OAuth 2.0 Resource Owner Password Credential grant missing Username/Password fields in UI

When configuring OAuth 2.0 authentication with the "Resource Owner Password Credential" grant type, the Username and Password input fields do not appear in the UI, even though they are defined in the plugin and are being sent in the token request (as empty values).

—-

Tested at: Folder level auth settings with inherit, also tried at request level auth settings

Reproduce

1. possible impacting scenario : I am using the 1password integration with the Desktop App (not the SLA token) to provide oauth2 credentials. These seem to be coming through fine if I point at an echo server, but I figured I’d include this detail just in case.

2. Open a folder (or workspace/request) settings

3. Go to the Auth tab

4. Select "OAuth 2.0" as the authentication type

5. Change Grant Type to "Resource Owner Password Credential"

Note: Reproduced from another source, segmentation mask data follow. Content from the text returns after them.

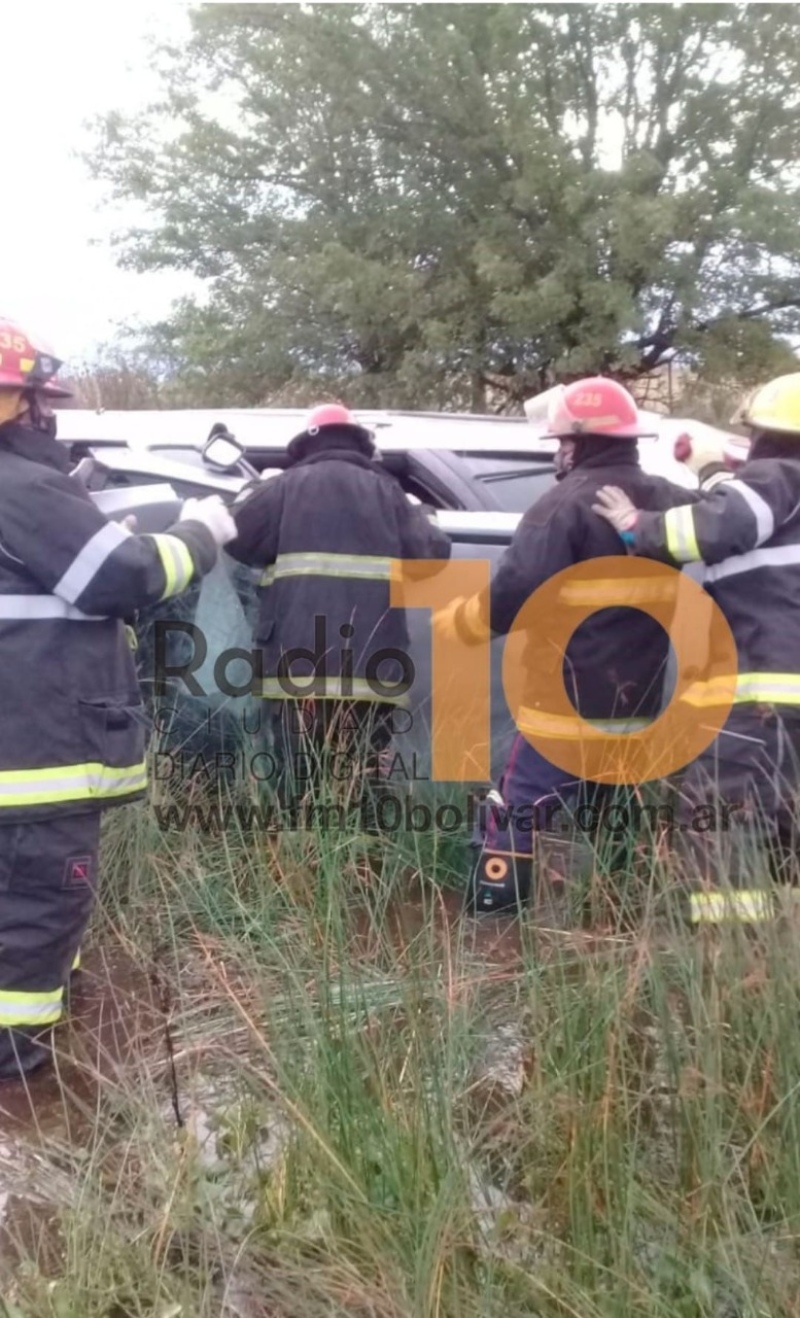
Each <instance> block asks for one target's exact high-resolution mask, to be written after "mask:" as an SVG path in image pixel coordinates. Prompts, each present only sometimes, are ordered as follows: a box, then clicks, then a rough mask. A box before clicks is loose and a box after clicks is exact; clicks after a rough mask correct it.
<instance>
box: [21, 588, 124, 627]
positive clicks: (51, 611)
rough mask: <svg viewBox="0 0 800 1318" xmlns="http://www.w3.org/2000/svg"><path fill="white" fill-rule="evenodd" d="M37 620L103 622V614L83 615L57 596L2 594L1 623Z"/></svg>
mask: <svg viewBox="0 0 800 1318" xmlns="http://www.w3.org/2000/svg"><path fill="white" fill-rule="evenodd" d="M36 618H66V619H69V621H70V622H103V621H104V616H103V614H91V613H82V612H80V609H76V608H75V606H74V605H71V604H67V601H66V600H59V598H58V596H57V594H0V622H18V621H22V619H24V621H29V619H36Z"/></svg>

6. Observe that only Client ID, Client Secret, Access Token URL, Audience fields appear, but Username and Password fields are missing

I threw up an echo server to try and capture what was being sent up, the fields are not visible in the UI, but ARE being included in the token request with empty values. Pointing at an echo server shows:

grant_type=password&username=&password=&scope=...&client_id=... 

—-

I did try to see if I could hunt down the bugs but I wasn’t able to find anything, the code seems solid (it looks like it should work)

plugins/auth-oauth2/src/index.ts lines 230-244:

{ type: 'text', name: 'username', label: 'Username', optional: true, dynamic: hiddenIfNot(['password']), }, { type: 'text', name: 'password', label: 'Password', password: true, optional: true, dynamic: hiddenIfNot(['password']), }, 

The hiddenIfNot(['password']) dynamic function should return { hidden: false } when grantType === 'password', which should make the fields visible.

The issue might be w/ how the dynamic visibility is being evaluated or applied in the UI layer. The applyDynamicFormInput function in packages/plugin-runtime/src/common.ts processes the dynamic functions, and DynamicForm.tsx checks for hidden at line 118.